Network traffic simulation and interception
- Start
fakedns
andinetsim
on REMnux - Start capturing packets using Wireshark on REMnux
- Run the command
accept-all-ips start
in REMnux to allow connections made directly to any IP addresses - Start Fiddler in the Windows lab to capture and decrypt any HTTPS traffic
Start capturing
- Run Autoruns, save the results, and close it
- Run Wireshark, start capturing (on REMnux if you are simulating internet connectivity, the router or bridged network adaptor if you have a dedicated egress for malware analysis, or as a last option, in the lab itself)
- Start Fiddler and minimize it
- Run regshot, take the first capture (may appear to freeze for a bit), and minimize it
- Start Process Monitor (Procmon) and minimize it
Detonate the sample
Double-click on the file or visit the URL. Interact with it the way a user would. Give the malware a long time to do evil things. Sometimes malware authors build in delays to evade analysis. Keep an eye on your analysis tools, and watch for any interesting behavior.
Once some time has passed, and interesting activity has been observed, take another snapshot for safekeeping until the analysis is complete, then continue.
Collect results
Save results to a folder where you can retrieve the files from REMnux.
- Export all of the Process Monitor (Procmon) analysis as a CSV, and close Procmon
- Take the second shot in regshot
- Click the Compare button in regshot
- Save the comparison text file that opens
- Save all sessions in Fiddler
- Save the packet capture in Wireshark as a
.pcap
file
Using ProcDOT
- Open ProcDOT
- Load the Procmon results CSV by clicking on the
…
button - Optionally, load a PCAP file by clicking on the
…
button for the WinDump field - Click the
…
button for the launcher field, and select the first process involved, (i.e. the exe you clicked on, the program that was exploited, or the Office product that ran a macro) - Click the Refresh button
ProcDOT will display a graph of actions taken by that process and related processes.

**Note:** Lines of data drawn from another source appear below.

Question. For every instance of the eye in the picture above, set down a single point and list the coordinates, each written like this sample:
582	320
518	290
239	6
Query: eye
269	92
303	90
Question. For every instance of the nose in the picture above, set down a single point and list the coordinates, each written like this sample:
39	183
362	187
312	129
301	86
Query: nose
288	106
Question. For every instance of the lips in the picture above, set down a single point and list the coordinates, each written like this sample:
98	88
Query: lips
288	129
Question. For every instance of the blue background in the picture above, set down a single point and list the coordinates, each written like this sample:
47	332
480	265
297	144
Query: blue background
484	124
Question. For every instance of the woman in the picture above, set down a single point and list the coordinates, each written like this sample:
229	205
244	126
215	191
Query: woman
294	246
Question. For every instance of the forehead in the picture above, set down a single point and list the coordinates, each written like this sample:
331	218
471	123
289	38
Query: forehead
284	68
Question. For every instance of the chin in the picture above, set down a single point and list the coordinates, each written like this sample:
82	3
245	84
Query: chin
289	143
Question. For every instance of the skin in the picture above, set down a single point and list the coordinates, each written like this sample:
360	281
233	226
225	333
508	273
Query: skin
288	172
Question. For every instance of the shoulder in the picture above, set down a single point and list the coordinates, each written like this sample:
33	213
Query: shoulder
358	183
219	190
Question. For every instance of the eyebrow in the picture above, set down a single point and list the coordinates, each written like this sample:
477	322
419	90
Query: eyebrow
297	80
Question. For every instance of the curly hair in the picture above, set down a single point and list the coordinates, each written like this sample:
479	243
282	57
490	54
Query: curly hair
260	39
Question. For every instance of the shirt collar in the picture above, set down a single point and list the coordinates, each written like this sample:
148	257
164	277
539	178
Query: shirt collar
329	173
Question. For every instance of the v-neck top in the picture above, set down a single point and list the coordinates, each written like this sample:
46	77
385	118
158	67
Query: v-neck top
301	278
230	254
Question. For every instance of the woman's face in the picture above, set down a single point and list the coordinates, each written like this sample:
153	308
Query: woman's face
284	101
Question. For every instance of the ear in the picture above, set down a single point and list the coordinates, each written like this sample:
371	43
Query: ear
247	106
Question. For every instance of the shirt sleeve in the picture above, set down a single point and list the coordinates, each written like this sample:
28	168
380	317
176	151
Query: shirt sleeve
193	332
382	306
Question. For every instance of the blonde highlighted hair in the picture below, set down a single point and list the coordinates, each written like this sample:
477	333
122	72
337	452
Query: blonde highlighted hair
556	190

Review the graph for any interesting files or other artifacts, find them, and make a copy of them.
From the file menu, save the ProcDOT session to a .pd
file
From the file menu, export interesting sections of the graph as .png
image files.
Copy the results files from all of the tools and any interesting artifacts to REMnux, then restore the Windows lab system to the known good snapshot.
Review the results
Use the REMnux VM to write a report. I like using Markdown for easy formatting, which can be used to generate professional-looking PDFs. Store the potentially malicious artifacts in password protected .zip
files with the password infected
. Copy the .zip
files and any notes to your host system for long-term storage.